Article
Software-as-a-service (SaaS) business models are changing the way large software companies work with their channel partners and creating new opportunities for partners that can adapt to their needs.
In the past, integrated software vendors (ISVs) traditionally relied on transactional, “order taking” partners for smaller, standard deals. But in a SaaS ecosystem in which vendors can sell directly to clients, ISVs are turning to partners with more advanced capabilities—that is, those that can contribute to customer success efforts and encourage adoption, consumption and renewals.
This is particularly true for ISVs born in the cloud that see less need for transactional partners and rely more heavily on partners that can add value by bringing advanced capabilities, including analytics, Internet of Things and edge computing experience, artificial intelligence and machine learning, and application development and DevOps skills (see Figures 1 and 2).
Modern ISVs are also more likely to work with partners that bring industry-specific skills and knowledge to the table (see Figure 3). Enterprise resource planning developers are increasingly looking to work with partners that have deep industry specialization and that can help tailor offerings to specific customer needs.
Although these trends are more pronounced in native SaaS ISVs, traditional software makers are following the trend. When Adobe shifted to a SaaS ecosystem for Creative Cloud, the company moved away from transactional partners to an automated e-commerce portal. More recently, Microsoft added a digital purchase option for Azure in 2019, and it’s investing in its telesales capabilities to handle smaller transactions in-house. Across the industry, ISVs are investing in direct sales channels and revamping their partner incentive structures to reward behaviors that increase renewal rates and customer lifetime values.

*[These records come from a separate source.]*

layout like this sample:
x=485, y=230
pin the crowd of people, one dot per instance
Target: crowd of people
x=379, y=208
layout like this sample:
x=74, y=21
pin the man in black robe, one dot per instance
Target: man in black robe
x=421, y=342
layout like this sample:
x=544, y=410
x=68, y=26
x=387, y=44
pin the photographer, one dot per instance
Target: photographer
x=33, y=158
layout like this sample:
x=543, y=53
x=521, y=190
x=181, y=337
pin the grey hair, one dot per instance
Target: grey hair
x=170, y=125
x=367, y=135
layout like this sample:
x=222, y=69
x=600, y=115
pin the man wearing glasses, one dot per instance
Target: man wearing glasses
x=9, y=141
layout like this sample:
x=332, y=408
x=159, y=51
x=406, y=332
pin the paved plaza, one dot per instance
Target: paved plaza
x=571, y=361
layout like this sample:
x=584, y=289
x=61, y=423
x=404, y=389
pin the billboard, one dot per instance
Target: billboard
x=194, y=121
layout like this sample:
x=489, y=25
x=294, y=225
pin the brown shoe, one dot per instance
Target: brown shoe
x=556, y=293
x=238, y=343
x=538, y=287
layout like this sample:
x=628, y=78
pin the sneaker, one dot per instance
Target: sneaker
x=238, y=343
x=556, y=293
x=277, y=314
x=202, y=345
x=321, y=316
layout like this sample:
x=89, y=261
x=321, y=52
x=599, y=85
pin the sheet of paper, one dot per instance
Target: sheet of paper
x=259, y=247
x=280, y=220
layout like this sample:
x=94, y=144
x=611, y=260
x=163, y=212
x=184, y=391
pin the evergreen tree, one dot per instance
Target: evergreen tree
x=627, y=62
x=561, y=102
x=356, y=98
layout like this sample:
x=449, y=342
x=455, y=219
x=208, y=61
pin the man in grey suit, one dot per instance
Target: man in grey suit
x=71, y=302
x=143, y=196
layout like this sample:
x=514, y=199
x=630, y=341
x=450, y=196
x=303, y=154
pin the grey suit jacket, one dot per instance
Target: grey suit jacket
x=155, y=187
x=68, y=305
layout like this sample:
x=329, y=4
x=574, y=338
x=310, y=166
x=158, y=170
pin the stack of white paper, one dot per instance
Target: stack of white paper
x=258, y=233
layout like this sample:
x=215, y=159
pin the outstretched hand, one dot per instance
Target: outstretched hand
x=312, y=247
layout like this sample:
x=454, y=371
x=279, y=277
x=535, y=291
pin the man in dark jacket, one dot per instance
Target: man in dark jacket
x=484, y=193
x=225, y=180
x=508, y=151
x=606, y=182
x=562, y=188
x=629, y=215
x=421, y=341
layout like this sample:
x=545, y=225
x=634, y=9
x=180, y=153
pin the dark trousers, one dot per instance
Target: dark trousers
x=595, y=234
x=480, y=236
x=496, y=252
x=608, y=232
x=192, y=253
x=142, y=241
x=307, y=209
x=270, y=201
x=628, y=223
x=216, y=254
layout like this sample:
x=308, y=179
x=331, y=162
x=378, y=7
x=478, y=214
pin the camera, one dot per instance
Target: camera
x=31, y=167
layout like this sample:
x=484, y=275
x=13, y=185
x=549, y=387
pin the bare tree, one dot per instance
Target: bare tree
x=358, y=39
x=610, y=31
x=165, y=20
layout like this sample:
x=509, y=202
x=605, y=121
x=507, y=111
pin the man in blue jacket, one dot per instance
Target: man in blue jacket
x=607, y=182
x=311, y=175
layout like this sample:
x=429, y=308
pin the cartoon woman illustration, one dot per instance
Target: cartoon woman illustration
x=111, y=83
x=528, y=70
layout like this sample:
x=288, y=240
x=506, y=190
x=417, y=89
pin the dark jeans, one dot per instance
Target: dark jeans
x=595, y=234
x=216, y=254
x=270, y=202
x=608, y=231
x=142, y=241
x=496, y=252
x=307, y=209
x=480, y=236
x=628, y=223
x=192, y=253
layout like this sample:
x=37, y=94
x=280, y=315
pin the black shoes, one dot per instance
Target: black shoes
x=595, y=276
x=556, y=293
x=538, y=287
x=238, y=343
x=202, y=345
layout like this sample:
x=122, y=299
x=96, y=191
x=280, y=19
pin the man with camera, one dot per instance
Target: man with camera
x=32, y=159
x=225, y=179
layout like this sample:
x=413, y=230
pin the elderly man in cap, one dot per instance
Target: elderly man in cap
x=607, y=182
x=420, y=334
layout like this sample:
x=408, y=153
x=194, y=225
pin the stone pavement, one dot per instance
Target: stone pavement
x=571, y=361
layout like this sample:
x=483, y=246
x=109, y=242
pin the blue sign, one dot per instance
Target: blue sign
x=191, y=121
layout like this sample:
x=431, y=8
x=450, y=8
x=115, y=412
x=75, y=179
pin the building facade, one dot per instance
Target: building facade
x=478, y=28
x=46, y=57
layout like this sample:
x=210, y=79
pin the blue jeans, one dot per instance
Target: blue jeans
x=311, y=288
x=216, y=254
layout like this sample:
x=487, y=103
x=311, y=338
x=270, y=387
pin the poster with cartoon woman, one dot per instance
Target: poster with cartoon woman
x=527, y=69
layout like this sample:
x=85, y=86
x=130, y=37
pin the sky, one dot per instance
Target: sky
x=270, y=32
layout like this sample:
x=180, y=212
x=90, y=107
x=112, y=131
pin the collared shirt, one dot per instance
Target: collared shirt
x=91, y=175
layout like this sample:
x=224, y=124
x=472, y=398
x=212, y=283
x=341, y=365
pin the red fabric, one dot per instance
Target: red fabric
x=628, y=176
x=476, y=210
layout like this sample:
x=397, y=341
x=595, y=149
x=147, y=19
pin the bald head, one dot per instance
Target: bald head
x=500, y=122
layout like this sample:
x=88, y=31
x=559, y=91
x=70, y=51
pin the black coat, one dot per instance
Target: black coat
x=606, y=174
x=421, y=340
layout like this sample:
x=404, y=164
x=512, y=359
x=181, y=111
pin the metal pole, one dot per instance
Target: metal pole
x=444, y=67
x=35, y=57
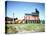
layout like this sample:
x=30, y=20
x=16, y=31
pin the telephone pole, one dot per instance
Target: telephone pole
x=13, y=17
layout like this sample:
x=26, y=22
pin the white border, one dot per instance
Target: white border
x=2, y=17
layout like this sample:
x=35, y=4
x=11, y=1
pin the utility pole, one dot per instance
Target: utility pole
x=13, y=17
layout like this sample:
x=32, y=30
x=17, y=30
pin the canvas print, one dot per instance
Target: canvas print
x=24, y=17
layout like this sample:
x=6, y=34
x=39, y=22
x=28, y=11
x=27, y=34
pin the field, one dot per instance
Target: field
x=17, y=28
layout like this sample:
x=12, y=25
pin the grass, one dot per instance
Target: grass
x=27, y=27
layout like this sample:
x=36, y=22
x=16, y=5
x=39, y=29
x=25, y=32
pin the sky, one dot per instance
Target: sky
x=20, y=8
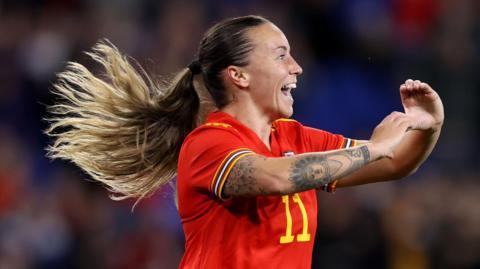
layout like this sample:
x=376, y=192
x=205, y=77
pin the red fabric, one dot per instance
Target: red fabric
x=244, y=232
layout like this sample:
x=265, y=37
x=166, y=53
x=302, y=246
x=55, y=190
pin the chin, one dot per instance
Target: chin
x=286, y=113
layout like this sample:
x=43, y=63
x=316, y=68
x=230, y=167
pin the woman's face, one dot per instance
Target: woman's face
x=272, y=71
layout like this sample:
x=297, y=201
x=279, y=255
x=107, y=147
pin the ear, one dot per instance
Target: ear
x=238, y=76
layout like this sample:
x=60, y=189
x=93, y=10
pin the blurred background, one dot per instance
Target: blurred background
x=354, y=53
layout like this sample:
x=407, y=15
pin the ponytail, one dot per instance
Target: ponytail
x=124, y=131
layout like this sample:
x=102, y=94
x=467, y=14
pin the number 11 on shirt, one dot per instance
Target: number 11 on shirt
x=288, y=237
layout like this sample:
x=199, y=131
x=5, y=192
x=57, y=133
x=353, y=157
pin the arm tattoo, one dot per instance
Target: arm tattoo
x=241, y=180
x=313, y=170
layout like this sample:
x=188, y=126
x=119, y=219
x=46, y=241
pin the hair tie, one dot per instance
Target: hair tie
x=195, y=67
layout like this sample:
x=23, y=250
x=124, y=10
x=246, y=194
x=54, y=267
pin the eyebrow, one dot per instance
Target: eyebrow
x=281, y=47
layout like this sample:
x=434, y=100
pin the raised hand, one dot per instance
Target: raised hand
x=422, y=105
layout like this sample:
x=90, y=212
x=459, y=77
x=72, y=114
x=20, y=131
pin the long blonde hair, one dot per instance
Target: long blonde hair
x=126, y=131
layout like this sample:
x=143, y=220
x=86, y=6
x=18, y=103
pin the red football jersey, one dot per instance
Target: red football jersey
x=245, y=232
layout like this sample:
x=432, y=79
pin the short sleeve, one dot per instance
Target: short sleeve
x=207, y=157
x=319, y=140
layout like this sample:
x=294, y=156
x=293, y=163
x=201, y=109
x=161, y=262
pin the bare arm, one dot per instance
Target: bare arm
x=423, y=105
x=257, y=175
x=407, y=157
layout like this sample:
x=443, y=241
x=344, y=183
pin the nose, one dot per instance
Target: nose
x=295, y=68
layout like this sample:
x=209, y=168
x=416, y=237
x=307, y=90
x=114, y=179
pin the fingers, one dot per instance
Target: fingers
x=412, y=86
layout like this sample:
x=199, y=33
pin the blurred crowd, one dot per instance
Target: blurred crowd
x=354, y=53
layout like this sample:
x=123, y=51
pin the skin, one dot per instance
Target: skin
x=398, y=145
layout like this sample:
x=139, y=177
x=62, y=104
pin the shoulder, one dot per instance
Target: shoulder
x=211, y=134
x=287, y=126
x=211, y=130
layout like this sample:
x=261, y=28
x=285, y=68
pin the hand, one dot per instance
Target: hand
x=422, y=105
x=388, y=134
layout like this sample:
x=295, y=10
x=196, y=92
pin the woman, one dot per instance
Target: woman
x=247, y=174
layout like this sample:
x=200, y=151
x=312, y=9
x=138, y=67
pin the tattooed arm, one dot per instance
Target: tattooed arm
x=257, y=175
x=424, y=106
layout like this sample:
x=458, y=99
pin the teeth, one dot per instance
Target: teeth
x=289, y=86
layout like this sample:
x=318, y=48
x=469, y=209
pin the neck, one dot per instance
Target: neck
x=252, y=118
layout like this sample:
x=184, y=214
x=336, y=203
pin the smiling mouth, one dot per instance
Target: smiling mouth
x=287, y=88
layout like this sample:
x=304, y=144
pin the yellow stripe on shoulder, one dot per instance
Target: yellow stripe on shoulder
x=218, y=124
x=285, y=120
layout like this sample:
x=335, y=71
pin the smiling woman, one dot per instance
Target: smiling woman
x=246, y=174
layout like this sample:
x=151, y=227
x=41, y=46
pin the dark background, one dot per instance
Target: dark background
x=354, y=53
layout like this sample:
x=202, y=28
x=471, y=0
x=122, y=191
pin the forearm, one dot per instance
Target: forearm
x=408, y=156
x=256, y=175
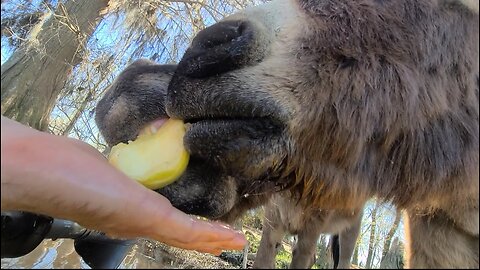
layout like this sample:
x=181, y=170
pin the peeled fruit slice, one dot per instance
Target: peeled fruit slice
x=156, y=158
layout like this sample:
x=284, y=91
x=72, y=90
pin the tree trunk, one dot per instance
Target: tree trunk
x=388, y=238
x=34, y=75
x=394, y=257
x=355, y=255
x=371, y=243
x=77, y=114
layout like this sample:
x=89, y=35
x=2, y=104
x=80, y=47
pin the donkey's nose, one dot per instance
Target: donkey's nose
x=223, y=47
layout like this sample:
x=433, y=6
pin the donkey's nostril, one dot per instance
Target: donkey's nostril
x=220, y=48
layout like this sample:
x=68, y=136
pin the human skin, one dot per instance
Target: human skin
x=66, y=178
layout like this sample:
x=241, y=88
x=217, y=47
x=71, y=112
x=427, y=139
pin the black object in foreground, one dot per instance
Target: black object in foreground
x=22, y=232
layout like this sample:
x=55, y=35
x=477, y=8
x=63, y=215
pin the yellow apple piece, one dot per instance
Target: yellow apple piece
x=156, y=158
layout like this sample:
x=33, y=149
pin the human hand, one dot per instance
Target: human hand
x=67, y=178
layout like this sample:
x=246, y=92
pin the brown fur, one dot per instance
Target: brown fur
x=283, y=215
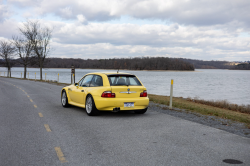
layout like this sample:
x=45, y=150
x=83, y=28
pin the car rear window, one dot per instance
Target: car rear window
x=116, y=80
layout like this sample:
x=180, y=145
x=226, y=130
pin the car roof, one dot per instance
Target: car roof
x=111, y=73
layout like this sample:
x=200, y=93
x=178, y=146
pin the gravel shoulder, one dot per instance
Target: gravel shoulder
x=212, y=121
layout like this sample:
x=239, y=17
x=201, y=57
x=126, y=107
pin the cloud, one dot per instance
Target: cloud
x=106, y=40
x=4, y=12
x=190, y=12
x=217, y=30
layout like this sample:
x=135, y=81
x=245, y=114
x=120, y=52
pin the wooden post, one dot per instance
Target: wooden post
x=171, y=94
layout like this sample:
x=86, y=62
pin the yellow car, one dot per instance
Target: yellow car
x=107, y=92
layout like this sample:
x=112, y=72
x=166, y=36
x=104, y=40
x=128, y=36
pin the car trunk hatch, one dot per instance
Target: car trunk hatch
x=127, y=91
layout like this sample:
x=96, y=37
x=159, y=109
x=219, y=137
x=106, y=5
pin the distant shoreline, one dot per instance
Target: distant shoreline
x=117, y=69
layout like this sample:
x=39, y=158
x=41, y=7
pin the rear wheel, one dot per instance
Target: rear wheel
x=141, y=111
x=64, y=99
x=90, y=107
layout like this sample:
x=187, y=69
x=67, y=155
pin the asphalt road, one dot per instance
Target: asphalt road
x=36, y=130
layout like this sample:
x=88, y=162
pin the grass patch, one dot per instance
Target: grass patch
x=204, y=109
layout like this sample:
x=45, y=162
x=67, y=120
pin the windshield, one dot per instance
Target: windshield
x=119, y=80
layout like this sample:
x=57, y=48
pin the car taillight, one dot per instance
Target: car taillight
x=108, y=94
x=144, y=94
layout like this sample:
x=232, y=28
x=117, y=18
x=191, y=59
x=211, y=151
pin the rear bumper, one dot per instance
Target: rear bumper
x=108, y=104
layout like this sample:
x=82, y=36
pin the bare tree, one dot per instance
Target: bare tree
x=7, y=52
x=24, y=49
x=40, y=38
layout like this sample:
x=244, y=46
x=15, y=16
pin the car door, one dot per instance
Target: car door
x=79, y=91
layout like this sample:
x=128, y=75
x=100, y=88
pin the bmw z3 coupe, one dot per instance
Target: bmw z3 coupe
x=107, y=92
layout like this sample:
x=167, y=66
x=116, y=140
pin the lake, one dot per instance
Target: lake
x=208, y=84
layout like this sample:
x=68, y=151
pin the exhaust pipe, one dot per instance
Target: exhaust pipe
x=116, y=109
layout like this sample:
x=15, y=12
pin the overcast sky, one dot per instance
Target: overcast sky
x=195, y=29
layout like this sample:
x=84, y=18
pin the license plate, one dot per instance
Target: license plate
x=129, y=105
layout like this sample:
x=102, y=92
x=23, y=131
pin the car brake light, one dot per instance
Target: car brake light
x=144, y=94
x=108, y=94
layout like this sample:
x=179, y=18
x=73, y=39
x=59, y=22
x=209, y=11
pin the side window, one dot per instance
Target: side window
x=133, y=81
x=96, y=81
x=86, y=81
x=80, y=82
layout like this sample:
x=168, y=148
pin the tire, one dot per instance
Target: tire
x=64, y=99
x=141, y=111
x=90, y=107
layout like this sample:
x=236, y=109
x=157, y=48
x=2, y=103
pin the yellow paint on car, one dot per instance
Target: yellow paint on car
x=76, y=95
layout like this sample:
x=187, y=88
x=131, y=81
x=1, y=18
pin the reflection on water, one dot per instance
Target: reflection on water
x=209, y=84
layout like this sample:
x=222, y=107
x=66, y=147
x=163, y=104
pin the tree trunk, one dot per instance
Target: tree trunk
x=9, y=72
x=25, y=71
x=41, y=72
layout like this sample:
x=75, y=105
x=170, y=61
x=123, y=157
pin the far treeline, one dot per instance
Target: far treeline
x=144, y=63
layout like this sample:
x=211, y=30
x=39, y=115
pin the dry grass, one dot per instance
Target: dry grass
x=223, y=104
x=37, y=80
x=203, y=109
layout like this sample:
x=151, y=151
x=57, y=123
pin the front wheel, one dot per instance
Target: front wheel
x=141, y=111
x=91, y=110
x=64, y=99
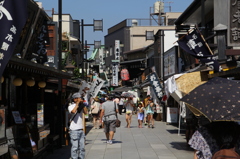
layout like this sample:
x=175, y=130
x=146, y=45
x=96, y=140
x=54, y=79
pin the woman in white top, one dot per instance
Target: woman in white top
x=129, y=105
x=120, y=105
x=96, y=106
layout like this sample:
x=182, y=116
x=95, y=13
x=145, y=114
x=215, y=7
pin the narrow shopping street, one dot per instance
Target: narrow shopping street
x=162, y=142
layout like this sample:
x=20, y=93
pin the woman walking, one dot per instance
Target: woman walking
x=140, y=114
x=150, y=112
x=95, y=109
x=129, y=105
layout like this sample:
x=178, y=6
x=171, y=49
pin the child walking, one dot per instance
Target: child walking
x=140, y=111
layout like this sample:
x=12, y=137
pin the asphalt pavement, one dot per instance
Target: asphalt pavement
x=161, y=142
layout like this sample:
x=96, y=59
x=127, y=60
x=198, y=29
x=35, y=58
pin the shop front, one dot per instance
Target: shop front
x=32, y=107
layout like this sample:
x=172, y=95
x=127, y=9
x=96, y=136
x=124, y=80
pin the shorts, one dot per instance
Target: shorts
x=140, y=116
x=150, y=112
x=109, y=125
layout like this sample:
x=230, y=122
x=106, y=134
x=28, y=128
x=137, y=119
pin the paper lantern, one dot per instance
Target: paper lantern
x=30, y=82
x=17, y=81
x=42, y=84
x=2, y=79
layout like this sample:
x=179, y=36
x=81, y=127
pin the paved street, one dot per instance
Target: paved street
x=162, y=142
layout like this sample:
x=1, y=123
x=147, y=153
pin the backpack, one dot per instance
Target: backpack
x=226, y=154
x=125, y=74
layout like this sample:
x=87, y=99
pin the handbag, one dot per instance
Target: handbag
x=118, y=122
x=95, y=110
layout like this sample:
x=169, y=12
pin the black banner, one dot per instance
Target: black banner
x=194, y=44
x=156, y=85
x=42, y=40
x=13, y=16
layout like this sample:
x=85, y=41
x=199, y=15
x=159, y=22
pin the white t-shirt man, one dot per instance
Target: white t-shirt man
x=76, y=123
x=129, y=106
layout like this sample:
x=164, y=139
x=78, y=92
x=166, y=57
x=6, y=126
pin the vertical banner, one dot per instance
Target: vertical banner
x=114, y=74
x=95, y=87
x=100, y=52
x=13, y=16
x=156, y=85
x=43, y=39
x=115, y=63
x=117, y=49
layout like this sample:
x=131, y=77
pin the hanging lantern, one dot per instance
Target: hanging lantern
x=2, y=79
x=17, y=81
x=42, y=84
x=30, y=82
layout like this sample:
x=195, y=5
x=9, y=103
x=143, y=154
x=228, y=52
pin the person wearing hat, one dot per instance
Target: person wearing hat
x=108, y=113
x=77, y=108
x=150, y=112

Channel partners are also looking for more from ISVs: Their metrics on customer usage and account plans can help create a harmonized, cooperative sales effort that’s becoming increasingly critical across the customer engagement life cycle.
But to maintain their competitive edge in a rapidly shifting environment, channel partners will need to develop new capabilities that add significant value to the end customer.
- Engage together. In a SaaS world rich with data on customer usage and behavior, ISVs and channel partners can collaborate closely to improve sales and ensure customer success. For example, vendors can share data that suggests low usage or risk of churn with channel partners, who can follow up to improve retention and renewal rates.
- Deepen capabilities. SaaS-oriented channel partners need to bolster their cutting-edge capabilities and deepen their vertical specializations, but doing so can be challenging. Learning to attract and retain talent with the right skills—for example, analytics, machine learning or deep industry expertise—is itself a capability that will require new muscles.
- Offer SaaS services. SaaS business models create a range of new opportunities for ISVs and channel partners, including remote deployment, migration to the cloud, managed services and other customized services that may rely on new customer data derived from SaaS.
The changes to the channel are significant and permanent, but they offer as much new opportunity to channel partners as they do threats. By investing in advanced capabilities, developing industry specialization, and working closely with ISVs to improve renewal rates and customer lifetime values, they can weather the cloud transition and emerge in a stronger position in an increasingly SaaS world.